Reputation: 81412
I have been working on another UTF-8 parser as a personal exercise, and while my implementation works quite well, and it rejects most malformed sequences (replacing them with U+FFFD), I can't seem to figure out how to implement rejection of overlong forms. Could anyone tell me how to do so?
Pseudocode:
let w = 0, // the number of continuation bytes pending
c = 0, // the currently being constructed codepoint
b, // the current byte from the source stream
valid(c) = (
(c < 0x110000) &&
((c & 0xFFFFF800) != 0xD800) &&
((c < 0xFDD0) || (c > 0xFDEF)) &&
((c & 0xFFFE) != 0xFFFE))
for each b:
if b < 0x80:
if w > 0: // premature ending to multi-byte sequence
append U+FFFD to output string
w = 0
append U+b to output string
else if b < 0xc0:
if w == 0: // unwanted continuation byte
append U+FFFD to output string
else:
c |= (b & 0x3f) << (--w * 6)
if w == 0: // done
if valid(c):
append U+c to output string
else if b < 0xfe:
if w > 0: // premature ending to multi-byte sequence
append U+FFFD to output string
w = (b < 0xe0) ? 1 :
(b < 0xf0) ? 2 :
(b < 0xf8) ? 3 :
(b < 0xfc) ? 4 : 5;
c = (b & ((1 << (6 - w)) - 1)) << (w * 6); // ugly monstrosity
else:
append U+FFFD to output string
if w > 0: // end of stream and we're still waiting for continuation bytes
append U+FFFD to output string
Upvotes: 2
Views: 754
Reputation: 86768
I had initially thought that if at any point in time after decoding a byte, w > 0 && c == 0
, you have an overlong form. However, it's more complicated than that as Jan pointed out. The simplest answer is probably to have a table like xanatos has, only rejecting anything longer than 4 bytes:
if c < 0x80 && len > 1 ||
c < 0x800 && len > 2 ||
c < 0x10000 && len > 3 ||
len > 4:
append U+FFFD to output string
Upvotes: 1
Reputation: 111890
If you save the number of bytes you'll need (so you save a second copy of the initial value of w
), you can compare the UTF32 value of the codepoint (I think you are calling it c
) with the number of bytes that were used to encode it. You know that:
U+0000 - U+007F 1 byte
U+0080 - U+07FF 2 bytes
U+0800 - U+FFFF 3 bytes
U+10000 - U+1FFFFF 4 bytes
U+200000 - U+3FFFFFF 5 bytes
U+4000000 - U+7FFFFFFF 6 bytes
(and I hope I have done the right math on the left column! Hex math isn't my strong point :-) )

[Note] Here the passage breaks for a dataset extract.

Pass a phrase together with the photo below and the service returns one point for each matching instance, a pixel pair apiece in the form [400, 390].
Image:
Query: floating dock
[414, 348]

Just as a sidenote: I think there are some logic errors/formatting errors. if b < 0x80 if w > 0
what happens if w = 0? (so for example if you are decoding A
)? And shouldn't you reset c
when you find an illegal codepoint?
Upvotes: 5
Reputation: 206831
Once you have the decoded character, you can tell how many bytes it should have had if properly encoded just by looking at the highest bit set.
If the highest set bit's position is <= 7, the UTF-8 encoding requires 1 octet.
If the highest set bit's position is <= 11, the UTF-8 encoding requires 2 octets.
If the highest set bit's position is <= 16, the UTF-8 encoding requires 3 octets.
etc.
If you save the original w
and compare it to these values, you'll be able to tell if the encoding was proper or overlong.
Upvotes: 1